En realidad, por gente cómo tú, el mundo es un lugar cada vez más feo.


viernes, 2 de diciembre de 2016

Escuchar

A veces uno pierde la capacidad de escucharse.

Pasa que vamos caminando y de pronto nos damos cuenta que esa voz interna tiene que valerse de otros medios para hacerse oír.

Así empiezan los días con un pesar, a pesar de que la mañana brille y todo parezca ir bien.

Y en el ruido de fondo, la voz sigue intentando que escuchemos. Mira, esto que te digo, puede ser una locura, nace de la intuición y de la sinrazón. Es algo tuyo. Sabes que este paso que estás dando te va a desorientar, y si continuas vas a confundirte un poco más.

Escúchame, que yo sé. Abre bien la orejas, soy eso que una mujer te dijo un día, eso que vulgarmente se conoce como la voz de tu corazón. Hazme caso. Toma este camino, ponme en altavoz.

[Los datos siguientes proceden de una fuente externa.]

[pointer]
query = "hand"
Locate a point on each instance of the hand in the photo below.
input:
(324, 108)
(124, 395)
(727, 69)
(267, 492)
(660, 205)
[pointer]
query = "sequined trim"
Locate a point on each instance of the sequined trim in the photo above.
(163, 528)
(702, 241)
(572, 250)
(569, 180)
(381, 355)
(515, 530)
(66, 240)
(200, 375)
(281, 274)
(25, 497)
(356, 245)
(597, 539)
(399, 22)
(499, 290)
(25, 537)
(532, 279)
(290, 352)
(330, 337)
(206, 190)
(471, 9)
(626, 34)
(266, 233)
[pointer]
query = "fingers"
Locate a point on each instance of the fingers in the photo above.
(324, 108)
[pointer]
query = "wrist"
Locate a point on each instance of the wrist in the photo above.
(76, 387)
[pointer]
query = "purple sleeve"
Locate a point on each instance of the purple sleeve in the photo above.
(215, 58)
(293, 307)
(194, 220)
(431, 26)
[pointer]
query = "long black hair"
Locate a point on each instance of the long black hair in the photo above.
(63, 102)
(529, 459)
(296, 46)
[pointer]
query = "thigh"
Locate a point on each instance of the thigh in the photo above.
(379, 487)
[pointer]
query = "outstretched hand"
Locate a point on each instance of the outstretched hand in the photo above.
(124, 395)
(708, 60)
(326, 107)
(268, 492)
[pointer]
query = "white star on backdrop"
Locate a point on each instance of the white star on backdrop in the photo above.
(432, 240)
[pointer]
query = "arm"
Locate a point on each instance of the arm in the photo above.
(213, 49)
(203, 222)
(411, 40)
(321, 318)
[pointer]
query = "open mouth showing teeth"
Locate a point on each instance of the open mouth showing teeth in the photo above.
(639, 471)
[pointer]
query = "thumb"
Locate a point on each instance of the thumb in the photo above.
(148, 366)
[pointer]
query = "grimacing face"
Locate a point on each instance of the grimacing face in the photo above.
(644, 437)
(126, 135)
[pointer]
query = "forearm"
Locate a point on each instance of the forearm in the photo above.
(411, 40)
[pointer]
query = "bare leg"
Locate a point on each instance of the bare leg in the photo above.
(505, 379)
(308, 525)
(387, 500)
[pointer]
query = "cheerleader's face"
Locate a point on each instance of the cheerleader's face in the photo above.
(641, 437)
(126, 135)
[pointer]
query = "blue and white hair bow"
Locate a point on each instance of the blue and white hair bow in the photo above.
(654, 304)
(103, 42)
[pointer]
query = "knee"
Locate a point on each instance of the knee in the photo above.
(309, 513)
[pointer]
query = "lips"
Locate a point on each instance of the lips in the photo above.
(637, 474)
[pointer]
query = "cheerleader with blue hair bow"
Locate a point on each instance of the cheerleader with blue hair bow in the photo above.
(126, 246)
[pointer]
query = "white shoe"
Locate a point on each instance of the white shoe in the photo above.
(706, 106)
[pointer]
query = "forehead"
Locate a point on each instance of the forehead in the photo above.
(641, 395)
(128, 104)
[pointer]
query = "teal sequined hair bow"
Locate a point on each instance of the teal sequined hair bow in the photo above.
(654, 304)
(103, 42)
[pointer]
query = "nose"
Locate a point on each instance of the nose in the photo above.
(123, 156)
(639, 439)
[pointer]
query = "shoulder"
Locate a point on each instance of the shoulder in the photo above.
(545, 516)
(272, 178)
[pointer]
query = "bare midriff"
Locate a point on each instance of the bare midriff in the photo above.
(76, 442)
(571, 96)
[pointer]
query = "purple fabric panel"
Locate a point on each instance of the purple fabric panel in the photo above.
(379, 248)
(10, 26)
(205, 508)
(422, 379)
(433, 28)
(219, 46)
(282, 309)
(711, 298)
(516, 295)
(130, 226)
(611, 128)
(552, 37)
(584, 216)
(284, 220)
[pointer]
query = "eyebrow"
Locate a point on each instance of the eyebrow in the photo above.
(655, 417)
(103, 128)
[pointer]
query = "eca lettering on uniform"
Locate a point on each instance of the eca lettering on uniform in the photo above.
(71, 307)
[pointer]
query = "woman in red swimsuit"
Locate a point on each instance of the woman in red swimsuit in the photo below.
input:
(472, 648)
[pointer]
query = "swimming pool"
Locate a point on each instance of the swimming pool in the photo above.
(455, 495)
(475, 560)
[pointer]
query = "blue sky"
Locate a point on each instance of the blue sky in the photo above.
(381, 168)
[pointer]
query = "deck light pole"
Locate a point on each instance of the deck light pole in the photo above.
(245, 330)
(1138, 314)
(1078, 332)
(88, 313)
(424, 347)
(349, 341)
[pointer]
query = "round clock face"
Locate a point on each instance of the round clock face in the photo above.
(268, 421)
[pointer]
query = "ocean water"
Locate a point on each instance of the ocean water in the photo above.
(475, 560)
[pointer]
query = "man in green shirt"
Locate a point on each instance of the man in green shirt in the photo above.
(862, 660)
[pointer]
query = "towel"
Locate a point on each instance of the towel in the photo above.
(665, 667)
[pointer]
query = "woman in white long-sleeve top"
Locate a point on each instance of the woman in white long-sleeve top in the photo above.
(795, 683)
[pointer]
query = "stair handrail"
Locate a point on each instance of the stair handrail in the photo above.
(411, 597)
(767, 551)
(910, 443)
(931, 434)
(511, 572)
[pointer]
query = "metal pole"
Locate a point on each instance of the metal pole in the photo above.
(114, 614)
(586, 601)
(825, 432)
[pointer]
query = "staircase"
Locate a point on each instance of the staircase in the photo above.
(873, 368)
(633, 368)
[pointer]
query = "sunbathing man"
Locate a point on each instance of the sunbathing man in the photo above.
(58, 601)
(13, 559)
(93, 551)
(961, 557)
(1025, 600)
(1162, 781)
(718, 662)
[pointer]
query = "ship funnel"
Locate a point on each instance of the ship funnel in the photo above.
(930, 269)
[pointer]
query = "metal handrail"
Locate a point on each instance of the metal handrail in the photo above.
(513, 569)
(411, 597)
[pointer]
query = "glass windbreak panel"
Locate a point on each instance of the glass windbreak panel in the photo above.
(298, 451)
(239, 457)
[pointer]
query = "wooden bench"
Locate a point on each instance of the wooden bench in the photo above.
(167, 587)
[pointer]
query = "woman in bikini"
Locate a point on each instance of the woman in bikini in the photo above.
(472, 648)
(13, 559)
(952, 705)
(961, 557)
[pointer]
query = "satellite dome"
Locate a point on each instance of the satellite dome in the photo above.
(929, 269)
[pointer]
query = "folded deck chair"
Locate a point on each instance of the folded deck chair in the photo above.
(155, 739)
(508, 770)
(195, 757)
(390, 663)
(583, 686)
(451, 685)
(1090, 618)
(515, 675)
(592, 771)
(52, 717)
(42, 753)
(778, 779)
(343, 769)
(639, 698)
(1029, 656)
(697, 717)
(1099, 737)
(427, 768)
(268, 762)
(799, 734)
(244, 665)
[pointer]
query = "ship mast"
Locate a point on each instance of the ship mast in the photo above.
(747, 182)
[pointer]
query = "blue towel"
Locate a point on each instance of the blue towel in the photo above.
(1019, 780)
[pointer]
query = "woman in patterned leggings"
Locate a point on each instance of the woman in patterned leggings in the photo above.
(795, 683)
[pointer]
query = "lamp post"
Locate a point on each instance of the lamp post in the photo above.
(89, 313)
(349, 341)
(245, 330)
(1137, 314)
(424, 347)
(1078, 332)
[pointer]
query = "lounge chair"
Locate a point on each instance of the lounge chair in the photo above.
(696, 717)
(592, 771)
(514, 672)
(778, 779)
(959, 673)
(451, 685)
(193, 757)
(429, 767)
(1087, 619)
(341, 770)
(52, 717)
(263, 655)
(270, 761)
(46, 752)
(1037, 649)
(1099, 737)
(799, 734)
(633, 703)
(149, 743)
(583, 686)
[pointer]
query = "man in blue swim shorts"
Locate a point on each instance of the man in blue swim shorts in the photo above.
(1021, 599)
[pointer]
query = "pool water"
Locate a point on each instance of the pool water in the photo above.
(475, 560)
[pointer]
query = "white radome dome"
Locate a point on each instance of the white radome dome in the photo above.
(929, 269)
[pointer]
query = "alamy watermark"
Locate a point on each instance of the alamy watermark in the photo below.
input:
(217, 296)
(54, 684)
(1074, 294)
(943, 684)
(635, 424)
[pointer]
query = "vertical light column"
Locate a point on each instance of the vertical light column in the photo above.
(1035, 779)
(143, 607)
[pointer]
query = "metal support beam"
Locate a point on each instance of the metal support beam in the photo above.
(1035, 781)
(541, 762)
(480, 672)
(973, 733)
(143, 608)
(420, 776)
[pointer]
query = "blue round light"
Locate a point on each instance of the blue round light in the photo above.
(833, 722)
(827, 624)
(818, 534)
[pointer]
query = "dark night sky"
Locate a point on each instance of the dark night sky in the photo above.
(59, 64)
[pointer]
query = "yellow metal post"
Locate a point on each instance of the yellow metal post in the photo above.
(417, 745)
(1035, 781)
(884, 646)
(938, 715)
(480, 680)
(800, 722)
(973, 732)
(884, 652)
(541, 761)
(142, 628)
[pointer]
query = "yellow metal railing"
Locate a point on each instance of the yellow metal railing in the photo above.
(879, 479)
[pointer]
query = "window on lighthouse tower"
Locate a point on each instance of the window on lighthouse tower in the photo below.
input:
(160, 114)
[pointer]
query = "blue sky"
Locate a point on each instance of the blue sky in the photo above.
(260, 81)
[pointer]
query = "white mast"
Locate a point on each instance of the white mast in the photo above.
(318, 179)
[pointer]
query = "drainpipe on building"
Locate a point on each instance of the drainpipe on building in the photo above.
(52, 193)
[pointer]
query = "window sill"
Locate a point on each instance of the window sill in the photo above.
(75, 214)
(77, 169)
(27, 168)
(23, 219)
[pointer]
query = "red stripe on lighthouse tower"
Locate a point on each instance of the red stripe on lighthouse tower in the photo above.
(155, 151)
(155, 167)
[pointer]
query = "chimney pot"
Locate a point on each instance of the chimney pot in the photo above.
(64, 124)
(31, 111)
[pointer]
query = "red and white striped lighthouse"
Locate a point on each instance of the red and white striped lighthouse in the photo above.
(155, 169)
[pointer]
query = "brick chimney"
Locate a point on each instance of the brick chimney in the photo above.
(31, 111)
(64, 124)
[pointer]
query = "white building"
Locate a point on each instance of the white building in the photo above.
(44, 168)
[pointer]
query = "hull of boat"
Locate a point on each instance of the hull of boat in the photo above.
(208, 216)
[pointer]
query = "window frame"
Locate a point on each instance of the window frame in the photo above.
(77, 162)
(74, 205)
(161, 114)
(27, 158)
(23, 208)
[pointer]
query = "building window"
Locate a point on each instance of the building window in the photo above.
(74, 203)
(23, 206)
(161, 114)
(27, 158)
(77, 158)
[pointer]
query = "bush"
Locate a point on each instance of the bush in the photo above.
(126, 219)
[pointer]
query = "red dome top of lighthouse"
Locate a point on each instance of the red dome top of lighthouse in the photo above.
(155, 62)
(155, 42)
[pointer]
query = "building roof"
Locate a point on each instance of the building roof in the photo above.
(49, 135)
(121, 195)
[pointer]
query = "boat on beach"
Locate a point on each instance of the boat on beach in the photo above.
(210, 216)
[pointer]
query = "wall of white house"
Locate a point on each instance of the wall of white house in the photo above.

Acá donde te llevo también te vas a perder pero distinto. Porque va a ser tu camino, el que no encontrarás en ningún lugar escrito, la historia que vas narrando conmigo, con tu voz.

Y nadie más la escucha, por eso es muy difícil que entiendan. Te hablo sólo a ti y a veces quisiera que volvieras a ser niña, porque entonces me escuchabas más, peleabas menos conmigo, incluso hablábamos. Tú me contabas los caminos por los que me llevarías, me prometiste bosques, agua, noches de amor. Borracheras de color, suspiros. Me prometiste días para pintar y cantar, me dijiste que bailarías como cuando nadie te ve.

Así que escúchame, vengo a reclamarte y la respuesta a este reclamo eres tú, otra vez escuchando. Yo sé lo que queremos, siempre lo sé. Escucha.